The inevitable assault on public service pensions appears to be underway. Many have assumed that the problems of private pension plans would not carry over to public pensions, but this is just wishful thinking. Just because governments can borrow hundreds of billions of dollars to cover promised pension payments doesn’t mean that they are willing to do so.
Superficially, the problems of both public and private sector pensions are similar. Too little money has been saved to cover future promises. If that money isn’t made up, then something has to give. If a plate has ten cookies, and ten people have been promised three cookies each, we may not know who will get their cookies, but we can be sure that not everyone will get all three.
An important difference between public and private sector pension plans is that the government has greater scope to lie to themselves about the real costs of future pension obligations.

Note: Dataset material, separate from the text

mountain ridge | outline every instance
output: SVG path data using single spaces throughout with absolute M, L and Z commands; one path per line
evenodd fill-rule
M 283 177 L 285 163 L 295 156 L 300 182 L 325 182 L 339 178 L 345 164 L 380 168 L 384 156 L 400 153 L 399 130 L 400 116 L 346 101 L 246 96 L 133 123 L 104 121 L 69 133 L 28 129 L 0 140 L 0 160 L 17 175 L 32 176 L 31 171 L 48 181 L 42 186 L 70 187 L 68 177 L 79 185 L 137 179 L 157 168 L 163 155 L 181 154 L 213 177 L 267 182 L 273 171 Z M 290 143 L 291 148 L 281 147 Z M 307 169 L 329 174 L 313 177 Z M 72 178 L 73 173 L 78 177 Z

As explained in the C.D. Howe Institute’s backgrounder The Startling Fair-Value Cost of Federal Government Pensions, government plan valuations “often use aggressive assumptions about future returns on investments in their discount rates for liabilities.” This makes future costs look smaller than they really are.
I have no idea whether the current government is serious about dealing with this problem now. It’s always easier to leave huge problems like this to future governments. But we will have to face this issue at some point.
There are a number of ways of dealing with this issue:
1. Run huge deficits for many years to pay pensions with borrowed money.
2. Reduce benefits somehow, such as tinkering with the inflation indexing, or something more drastic like switching to a defined contribution plan.
3. Make plan participants pay a larger share of their salaries to save in the pension plan.
In the fullness of time, the government may do all three to some degree.